Block’s 40 Percent Cut and AI Workforce Shift

When Jack Dorsey announced last week that Block — the parent company of Square, Cash App and Afterpay — reduced its workforce by 40 percentadded more than 4,000 jobs and reduced the number of people to less than 6,000, the stock market reaction was swift and brutal in its clarity: Block’s stock rose more than 22 percent in after-hours trading. Analysts described it as a type of small time. Dorsey called it inevitable and warned that most companies he can follow during the year.
It is not just a matter of restructuring. This is one stress test of the defining question of the AI era: Has artificial intelligence moved from being a productivity enhancer to reducing structural headcount?
What really rewards the market
The stock surge is delivered by an important and, frankly, rather uncomfortable message. Investors aren’t benefiting from Block because AI has clearly proven that it can run fintech at half the cost of a human. They reward the margin thesis. Block targets its adjusted operating profit margin to reach 26 percent by 2026, up from 17 percent by 2025. This is a very interesting number, and financial markets price it on a whim.
However, the truth is that much of what is celebrated is expected performance rather than performance efficiency. A Harvard Business Review study published in January found that many companies are laying off workers mainly based on the predicted capabilities of AI-not its performance is guaranteed. After years of heavy investments in infrastructure, markets are under pressure to earn returns. As a result, they reward the signal of ambition and the reality of performance. That difference is huge.
Is the white collar recession starting?
Yes and no. The honest answer is that this is both in the structural sense of reality and in the sense of acceleration techniques.
AI is already automating some white-collar job categories: coding, compliance documentation, data integration and customer inquiry routing. This is real efficiency. Block reportedly automated key parts of its software engineering processes before making these cuts. That is not a myth.
But a 40 percent reduction in headcount at this point of AI adoption is driving the curve at least. Human judgement, situational thinking, institutional knowledge and the kind of problem solving that fintech requires at scale have not been reliably adapted. The functionality of payments infrastructure in multiple locations, administrator relationship management and trust at the consumer level carries layers of human responsibility and accountability that current AI systems do not fully capture.
Dorsey may be right that others will follow. But the fastest followers may not be the most failed or the strongest. Firms that jump into this era as a competitive brand to cut through the crowd without being ready for real AI operations are putting themselves at real risk, not only to their execution, but also to their institutional knowledge base.
That’s what Dorsey gets right every time
Despite the reasonable skepticism about the timing, it would be intellectually dishonest not to note how this was handled. The severance package, which reportedly includes a minimum of 20 weeks of basic pay and additional compensation based on tenure, is said to be among the most generous in recent tech history. Dorsey’s internal memo was direct and transparent. He didn’t just hide behind the usual “reconstruction” language. He clearly identified AI, the owner of the decision and treated his employees with economic dignity.
In a world full of subtleties and ambiguous right-wing messages and clouded classification terms, one should appreciate that clarity. Leaders who are honest about the disruption of change—even the uncomfortable ones—earn a different level of trust in the market, employees, and society. This is a leadership style that many managers should learn from.

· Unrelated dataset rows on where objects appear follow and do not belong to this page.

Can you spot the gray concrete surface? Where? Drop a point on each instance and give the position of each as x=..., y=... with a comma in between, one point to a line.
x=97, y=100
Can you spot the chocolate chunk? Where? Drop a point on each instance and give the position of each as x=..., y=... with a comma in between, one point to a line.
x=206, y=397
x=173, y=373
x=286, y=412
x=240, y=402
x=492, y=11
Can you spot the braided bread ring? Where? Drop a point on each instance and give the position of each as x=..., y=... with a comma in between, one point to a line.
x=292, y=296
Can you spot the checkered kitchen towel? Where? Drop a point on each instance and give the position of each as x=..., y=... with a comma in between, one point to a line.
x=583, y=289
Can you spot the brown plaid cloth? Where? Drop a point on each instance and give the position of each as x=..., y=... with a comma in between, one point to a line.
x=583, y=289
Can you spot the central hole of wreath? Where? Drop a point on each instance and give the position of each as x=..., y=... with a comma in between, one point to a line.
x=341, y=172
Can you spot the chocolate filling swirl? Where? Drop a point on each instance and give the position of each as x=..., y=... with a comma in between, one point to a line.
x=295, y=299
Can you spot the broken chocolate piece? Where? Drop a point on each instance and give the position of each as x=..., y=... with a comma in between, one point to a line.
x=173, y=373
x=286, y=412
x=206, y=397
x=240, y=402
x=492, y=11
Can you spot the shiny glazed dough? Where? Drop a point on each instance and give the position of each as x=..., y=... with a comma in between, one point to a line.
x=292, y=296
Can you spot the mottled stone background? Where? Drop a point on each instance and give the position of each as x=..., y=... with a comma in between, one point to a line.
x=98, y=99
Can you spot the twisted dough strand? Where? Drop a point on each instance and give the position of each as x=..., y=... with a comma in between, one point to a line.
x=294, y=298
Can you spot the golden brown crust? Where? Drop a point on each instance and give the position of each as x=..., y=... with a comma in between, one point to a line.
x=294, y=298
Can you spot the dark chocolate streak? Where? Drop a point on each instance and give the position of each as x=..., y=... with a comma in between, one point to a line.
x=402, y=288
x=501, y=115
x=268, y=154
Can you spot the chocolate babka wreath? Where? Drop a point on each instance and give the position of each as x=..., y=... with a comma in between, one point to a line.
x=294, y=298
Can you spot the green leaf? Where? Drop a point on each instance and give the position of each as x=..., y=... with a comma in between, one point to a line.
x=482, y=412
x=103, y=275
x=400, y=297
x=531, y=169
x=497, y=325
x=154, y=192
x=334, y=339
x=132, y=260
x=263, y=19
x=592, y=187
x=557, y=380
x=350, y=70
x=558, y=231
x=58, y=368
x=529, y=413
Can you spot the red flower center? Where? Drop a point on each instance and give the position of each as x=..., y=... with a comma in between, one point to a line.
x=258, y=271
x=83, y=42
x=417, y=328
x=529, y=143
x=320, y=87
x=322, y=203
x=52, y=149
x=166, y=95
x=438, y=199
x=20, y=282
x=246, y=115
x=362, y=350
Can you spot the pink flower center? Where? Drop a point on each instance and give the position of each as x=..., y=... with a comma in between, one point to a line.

What does this mean for the AI ecosystem
For me, this period represents a realignment of architecture. This is an important change when value is captured across the AI stack. For each change, it is worth looking at the level below the model layer to fully understand it.
Models, computations and APIs are centralized and sold. Most importantly we are seeing the emergence of an ad-hoc operating system (TAOS), an application infrastructure layer that enables AI agents to coordinate workflows, maintain state and execute consistently in complex environments. This is not a feature of the models. This intelligent operational layer is what will enable AI to evolve from just a productivity tool to a true hybrid workforce—and it’s growing fast.
Block’s move is a bright bet. If the AI tool works, Dorsey will look like a visionary. When performance gaps arise, though—in management, product quality, client loyalty or all of the above—accountability will become apparent.
The lesson in industry is simple. Don’t just copy the percentage. Understand what an interim OS can do for you on an ongoing basis—and design your people organization for what it can do.
Yousef Khalili is the Global Chief Transformation Officer and CEO of MEA at Pricewhich develops the skills of a high-quality digital workforce.